Another open renewal. And a fascinating clash in prospect now that the old guard have moved over – Imperial Commander’s (regrettable) withdrawal this week confirms that. I nailed my colours to the Silviniaco Conti mast at 8-1 before his Denman Chase win. He ticks all the boxes for me and it’s interesting that Sir Des Champs’ victory over Flemenstar the same weekend was much more loudly trumpeted. Despite the latter being found to be lame, the Gold Cup market still hardened in favour of the Willie Mullins inmate. I went back to look at the Denman Chase to see what I was missing. I can’t see it. He travels strongly in his races, stays, jumps neatly, straight as a dye and ground conditions are not a deal breaker. He has won at Wetherby (an undulating track with stiff fences) and Newbury (a left handed track), so I don’t really buy the ‘hasn’t done it at HQ’ argument. So I’ve gone in again at 4-1. It’s the only thing to do. I fear Bob’s Worth the most, however. The great grinder will eat up this track and there’s a chance he will out stay Conti.
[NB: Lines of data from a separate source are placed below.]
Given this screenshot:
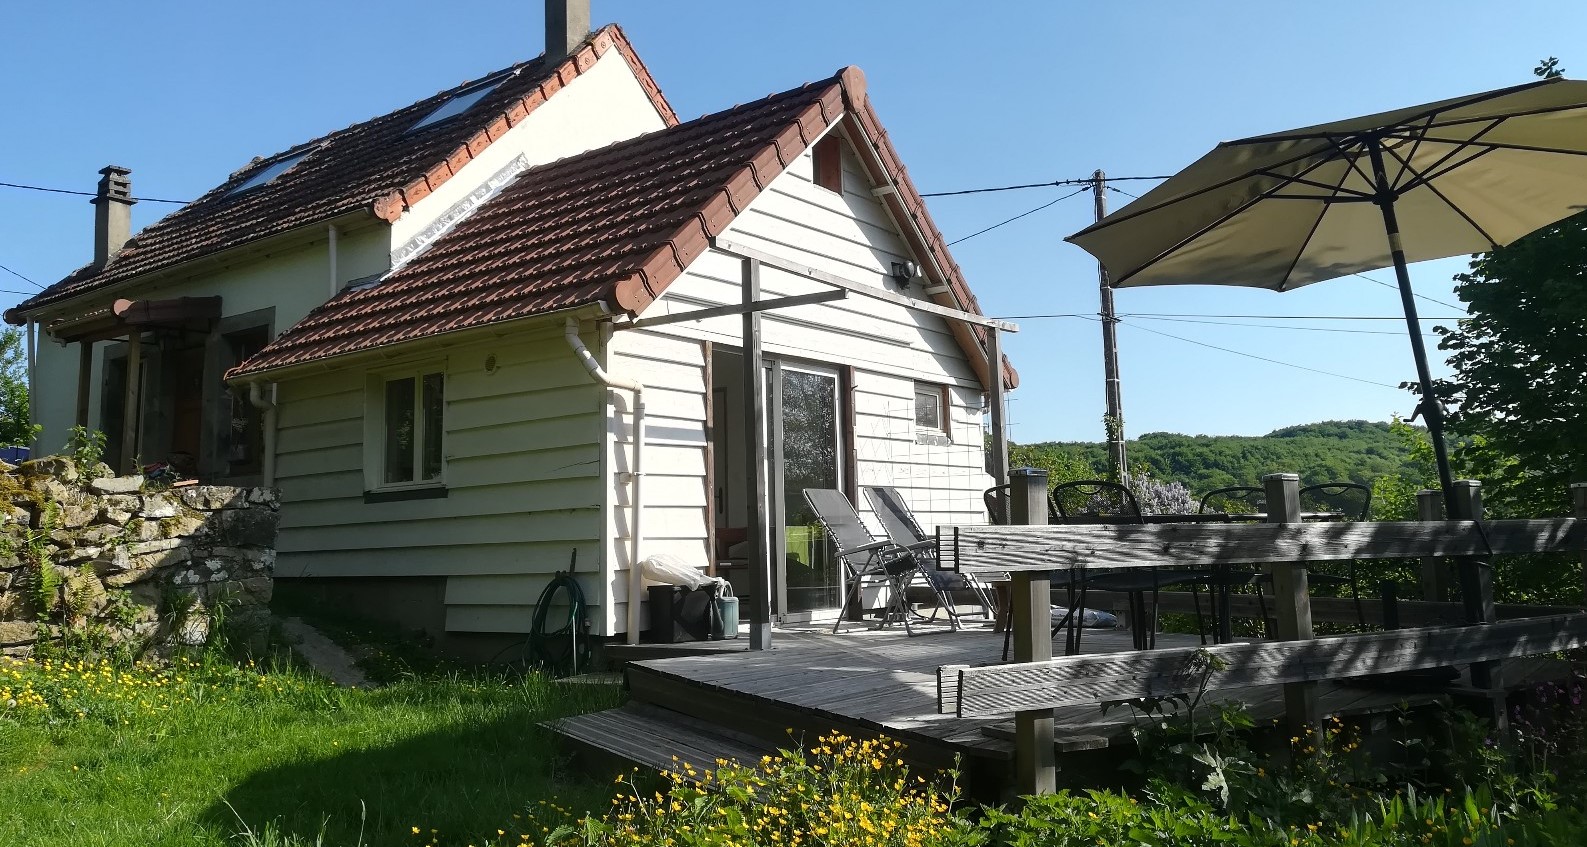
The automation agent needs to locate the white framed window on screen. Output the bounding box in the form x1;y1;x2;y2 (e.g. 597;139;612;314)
366;364;446;493
914;383;949;443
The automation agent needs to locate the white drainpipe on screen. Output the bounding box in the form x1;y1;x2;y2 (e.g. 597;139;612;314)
564;317;646;644
24;319;36;450
247;380;279;487
327;224;340;299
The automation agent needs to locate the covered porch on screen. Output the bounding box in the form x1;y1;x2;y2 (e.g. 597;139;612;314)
44;296;270;483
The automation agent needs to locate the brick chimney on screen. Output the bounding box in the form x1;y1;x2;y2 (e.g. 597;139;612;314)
91;165;136;270
545;0;590;64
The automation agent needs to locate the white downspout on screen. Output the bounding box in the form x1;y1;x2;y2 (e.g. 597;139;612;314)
327;224;340;299
24;319;36;451
564;317;646;645
247;380;279;487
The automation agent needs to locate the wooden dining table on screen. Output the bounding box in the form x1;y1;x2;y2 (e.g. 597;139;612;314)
1047;510;1349;648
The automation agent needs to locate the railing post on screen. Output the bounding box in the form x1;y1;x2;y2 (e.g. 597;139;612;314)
1450;479;1505;728
1264;472;1318;738
1573;483;1587;607
1008;466;1054;795
1417;489;1449;602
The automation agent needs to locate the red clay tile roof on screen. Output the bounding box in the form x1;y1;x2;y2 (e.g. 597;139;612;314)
229;66;1015;390
5;25;673;324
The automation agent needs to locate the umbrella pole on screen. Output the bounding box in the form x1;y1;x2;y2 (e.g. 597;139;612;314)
1367;141;1457;506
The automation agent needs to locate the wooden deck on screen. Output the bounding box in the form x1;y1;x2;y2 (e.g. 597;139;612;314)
548;620;1579;796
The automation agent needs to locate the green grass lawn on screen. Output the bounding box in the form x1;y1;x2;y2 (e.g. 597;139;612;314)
0;654;621;846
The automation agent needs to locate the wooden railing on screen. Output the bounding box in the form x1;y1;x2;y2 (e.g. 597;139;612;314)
936;472;1587;794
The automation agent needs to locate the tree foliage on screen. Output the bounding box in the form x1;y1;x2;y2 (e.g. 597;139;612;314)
1010;420;1422;499
1433;56;1587;517
0;327;30;447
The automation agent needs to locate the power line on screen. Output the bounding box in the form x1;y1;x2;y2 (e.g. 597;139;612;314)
1128;314;1438;337
947;186;1089;246
922;174;1171;198
0;180;191;205
1119;319;1400;389
0;262;42;290
1120;312;1463;321
1351;271;1464;310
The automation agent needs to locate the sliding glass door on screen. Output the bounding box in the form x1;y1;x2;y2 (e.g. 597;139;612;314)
768;362;843;617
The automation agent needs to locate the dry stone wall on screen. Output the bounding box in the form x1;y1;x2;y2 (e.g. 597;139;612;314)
0;456;279;656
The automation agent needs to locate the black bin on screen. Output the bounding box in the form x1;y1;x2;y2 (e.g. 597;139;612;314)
647;585;714;643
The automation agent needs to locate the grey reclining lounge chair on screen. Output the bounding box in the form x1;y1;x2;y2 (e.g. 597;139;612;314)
803;488;954;635
862;485;998;627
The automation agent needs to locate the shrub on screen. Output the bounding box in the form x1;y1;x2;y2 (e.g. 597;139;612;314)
517;733;976;847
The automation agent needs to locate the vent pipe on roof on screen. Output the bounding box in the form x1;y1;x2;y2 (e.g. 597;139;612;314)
91;165;136;271
544;0;589;64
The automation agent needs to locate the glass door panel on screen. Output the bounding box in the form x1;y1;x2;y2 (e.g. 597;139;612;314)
777;366;841;614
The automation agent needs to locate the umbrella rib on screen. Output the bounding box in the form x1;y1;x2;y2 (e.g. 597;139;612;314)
1412;99;1587;132
1389;114;1440;191
1383;135;1587;159
1068;142;1335;239
1256;171;1373;198
1389;144;1499;196
1222;78;1559;146
1104;153;1345;285
1276;184;1341;292
1324;136;1379;196
1379;142;1503;249
1380;117;1506;195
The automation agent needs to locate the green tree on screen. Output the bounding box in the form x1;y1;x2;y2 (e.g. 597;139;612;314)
1436;57;1586;517
0;327;30;447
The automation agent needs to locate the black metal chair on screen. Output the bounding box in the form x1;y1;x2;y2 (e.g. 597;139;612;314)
803;488;952;636
983;484;1010;525
1197;485;1270;640
862;485;998;627
1197;485;1264;516
1300;482;1374;627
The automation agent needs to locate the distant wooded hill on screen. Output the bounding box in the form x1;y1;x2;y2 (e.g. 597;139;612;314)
1011;420;1420;495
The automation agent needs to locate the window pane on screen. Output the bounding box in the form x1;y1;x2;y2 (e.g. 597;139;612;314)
421;372;445;481
384;377;416;484
915;390;941;429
Long Run’s jumping errors leave him there for the taking (Yogi Breisner’s been in town again). First Lieutenant I like a lot round here, but I’m hoping he heads to the Ryanair. I can’t see anything else getting in to it. Captain Chris may stay on late, but his jumping erratic.  

Silviniaco Conti

Foxhunters, Conditional Jockeys Hurdle, Grand Annual

The Foxhunters will be a minimum stakes race and it is not something I have a view on right now. I see that the Martin Pipe Conditionals Hurdle has a mere 196 entries to wade through. I’m not going there. How much quality has this race really added to the Festival? Is this the place for a debate about the return to a three-dayer? Possibly not. The Grand Annual I do like however, and will be getting stuck in with alacrity come the day. It is also the final race in our local Fantasy Festival which becomes such a blood and thunder preoccupation on the last day. Things will be very, very messy by 5.20pm on Friday afternoon.

It is almost upon us. So close I can smell the burgers. Good luck if you are playing. You will need it.